Cem casas no centro de Lisboa para quem não pode pagar renda

Câmara Municipal de Lisboa aprova medida “excecional e transitória” para fazer face ao ao aumento de despejos. Defende alterações à lei e quotas no alojamento local

A vereadora da Habitação da Câmara Municipal de Lisboa (CML), Paula Marques, viu ser aprovada por unanimidade a proposta destinada a disponibilizar casa a quem vive no centro histórico e já não pode pagar renda. Cem habitações do município vão ser atribuídas por concurso aos moradores que são despejados e que têm fracos recursos financeiros. “É uma medida excecional e transitória enquanto não forem tomadas medidas de fundo”, disse ao DN. Defende ainda alterações à lei do arrendamento e quotas para o alojamento local.

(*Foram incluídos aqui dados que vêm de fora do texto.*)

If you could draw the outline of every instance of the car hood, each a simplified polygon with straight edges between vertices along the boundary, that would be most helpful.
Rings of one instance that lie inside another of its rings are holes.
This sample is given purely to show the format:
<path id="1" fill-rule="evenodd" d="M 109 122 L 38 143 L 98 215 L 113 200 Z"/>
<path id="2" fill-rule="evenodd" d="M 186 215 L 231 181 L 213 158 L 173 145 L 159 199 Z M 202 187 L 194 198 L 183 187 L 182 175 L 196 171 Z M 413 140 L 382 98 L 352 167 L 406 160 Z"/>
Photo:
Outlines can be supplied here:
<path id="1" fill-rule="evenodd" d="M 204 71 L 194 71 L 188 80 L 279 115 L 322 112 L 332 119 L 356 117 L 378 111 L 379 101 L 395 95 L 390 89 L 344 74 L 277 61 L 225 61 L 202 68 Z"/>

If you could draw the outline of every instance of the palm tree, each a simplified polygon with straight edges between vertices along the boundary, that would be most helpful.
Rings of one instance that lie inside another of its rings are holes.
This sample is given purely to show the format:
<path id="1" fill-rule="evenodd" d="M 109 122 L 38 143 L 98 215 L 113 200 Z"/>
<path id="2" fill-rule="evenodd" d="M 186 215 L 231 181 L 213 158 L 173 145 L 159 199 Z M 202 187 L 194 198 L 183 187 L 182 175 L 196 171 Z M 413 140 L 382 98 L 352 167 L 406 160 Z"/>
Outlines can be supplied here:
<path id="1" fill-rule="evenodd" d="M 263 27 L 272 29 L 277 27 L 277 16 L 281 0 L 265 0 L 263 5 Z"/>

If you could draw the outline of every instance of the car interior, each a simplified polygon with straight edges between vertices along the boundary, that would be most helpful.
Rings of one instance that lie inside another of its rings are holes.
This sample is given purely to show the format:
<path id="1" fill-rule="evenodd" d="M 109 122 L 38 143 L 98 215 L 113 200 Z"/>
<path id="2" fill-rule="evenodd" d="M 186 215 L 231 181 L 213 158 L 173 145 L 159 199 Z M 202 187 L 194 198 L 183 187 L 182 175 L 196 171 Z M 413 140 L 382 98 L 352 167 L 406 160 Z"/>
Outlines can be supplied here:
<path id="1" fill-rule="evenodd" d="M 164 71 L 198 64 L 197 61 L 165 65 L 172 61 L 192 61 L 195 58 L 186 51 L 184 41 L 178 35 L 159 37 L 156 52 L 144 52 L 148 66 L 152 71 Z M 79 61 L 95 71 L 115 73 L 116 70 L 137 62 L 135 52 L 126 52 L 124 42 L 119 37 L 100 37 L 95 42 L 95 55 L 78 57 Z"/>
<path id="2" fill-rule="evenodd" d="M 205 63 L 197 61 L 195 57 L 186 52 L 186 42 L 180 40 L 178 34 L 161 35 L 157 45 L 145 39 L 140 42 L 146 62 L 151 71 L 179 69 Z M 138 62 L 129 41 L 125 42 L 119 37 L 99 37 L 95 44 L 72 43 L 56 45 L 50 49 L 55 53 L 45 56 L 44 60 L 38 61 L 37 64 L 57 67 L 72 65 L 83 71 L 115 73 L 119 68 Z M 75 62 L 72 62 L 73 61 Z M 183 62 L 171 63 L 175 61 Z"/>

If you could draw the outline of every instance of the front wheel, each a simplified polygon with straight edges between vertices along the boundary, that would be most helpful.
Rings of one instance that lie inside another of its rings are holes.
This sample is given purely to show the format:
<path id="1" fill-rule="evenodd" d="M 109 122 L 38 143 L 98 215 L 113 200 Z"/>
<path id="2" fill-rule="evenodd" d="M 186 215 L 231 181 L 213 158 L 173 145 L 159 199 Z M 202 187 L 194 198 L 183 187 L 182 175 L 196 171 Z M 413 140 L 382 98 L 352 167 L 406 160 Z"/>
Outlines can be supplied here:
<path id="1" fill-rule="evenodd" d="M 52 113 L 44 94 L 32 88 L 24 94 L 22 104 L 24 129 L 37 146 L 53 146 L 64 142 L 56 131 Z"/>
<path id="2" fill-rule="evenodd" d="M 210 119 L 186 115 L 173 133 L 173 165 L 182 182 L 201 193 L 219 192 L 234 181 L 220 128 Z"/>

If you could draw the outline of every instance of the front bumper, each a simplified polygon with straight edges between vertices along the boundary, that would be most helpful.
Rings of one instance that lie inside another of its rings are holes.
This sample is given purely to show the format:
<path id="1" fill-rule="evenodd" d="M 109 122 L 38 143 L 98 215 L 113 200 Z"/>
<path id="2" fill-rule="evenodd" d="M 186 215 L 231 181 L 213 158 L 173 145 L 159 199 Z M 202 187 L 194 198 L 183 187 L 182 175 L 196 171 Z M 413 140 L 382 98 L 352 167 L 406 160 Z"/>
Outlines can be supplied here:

A medida foi aprovada ontem em reunião da assembleia municipal. Os residentes na freguesias de Santa Maria Maior, Santo António, São Vicente e Misericórdia podem candidatar-se a uma dessas casas desde que estejam “em situação comprovada de perda de habitação” e tenham baixos rendimentos. As habitações pertencem ao património municipal e estão a receber obras de melhoramentos, sendo que metade estão quase concluídas. Segue-se o concurso e que será aberto “o mais rápido possível”.
“Estava à espera que as pessoas tivessem consciência da importância da medida face à situação que vivemos no centro histórico, em que há uma maior pressão do alojamento local e especulação imobiliária. Fico contente que todos os membros da assembleia municipal reconheçam a utilidade da medida”, congratula-se a vereadora.
Aumentaram significativamente em Lisboa as situações de quem não consegue pagar o aumento da sua renda, acabando muitos dos inquilinos por serem despejados judicialmente, especialmente os que vivem em zonas turísticas. “Atingem maioritariamente pessoas com baixos rendimentos e idade elevada, que não têm capacidade para encontrar habitações que possam pagar e ficam assim sem capacidade para permanecer nos territórios onde subsistem as suas raízes e rede comunitária”, caracteriza a autarquia.

A Associação Habita vê a medida como uma vitória. Rita Silva, uma das dirigentes, argumenta que a tinham proposto há meio ano. “Sabíamos que a CML tinha cem casas em património disperso no centro histórico, que seriam disponibilizadas em concurso para serem ocupadas pela classe média. Desde agosto que defendemos que deveriam destinar-se a quem é despejado e não tem para onde ir”. A ativista entende que a decisão da autarquia ajuda nas situações pontuais, mas não resolve a questão de fundo: a especulação imobiliária nas principais cidades do país.
Paula Marques têm a mesma opinião, defendendo que as autarquias não podem ficar paradas à espera de mudanças mais profundas. “Havendo património, temos de procurar soluções imediatas. Esta é medida, sublinho, excecional e transitória”.

São essencialmente duas as medidas de fundo, “e urgentes” a serem lideradas pela assembleia municipal defendidas por Paula Marques. “Deve ser alterada a lei do arrendamento urbano [Novo Regime de Arrendamento Urbano, de 2012] no sentido de combater a precariedade nos contratos de arrendamento. Têm de existir contratos de longa duração e com valores comportáveis de renda para as família. E as câmaras municipais devem poder definir para cada território quotas para o alojamento local”.

Para Rita Silva, os despejos “são um problema estrutural” e que se “apoiam em políticas ativas dos governos”, que tiveram como consequência a especulação imobiliária”. Explica: “Há uma série de ações políticas que contribuíram para a atual situação. O regime de residência não habitada que permite que os estrangeiros comprem aqui casa e não paguem impostos nem no país de origem nem em Portugal. Os Vistos Gold, que concedem autorização de residência a quem adquira uma casa no valor de 500 mil ou mais euros, a proliferação do alojamento local e a liberalização da lei das rendas”.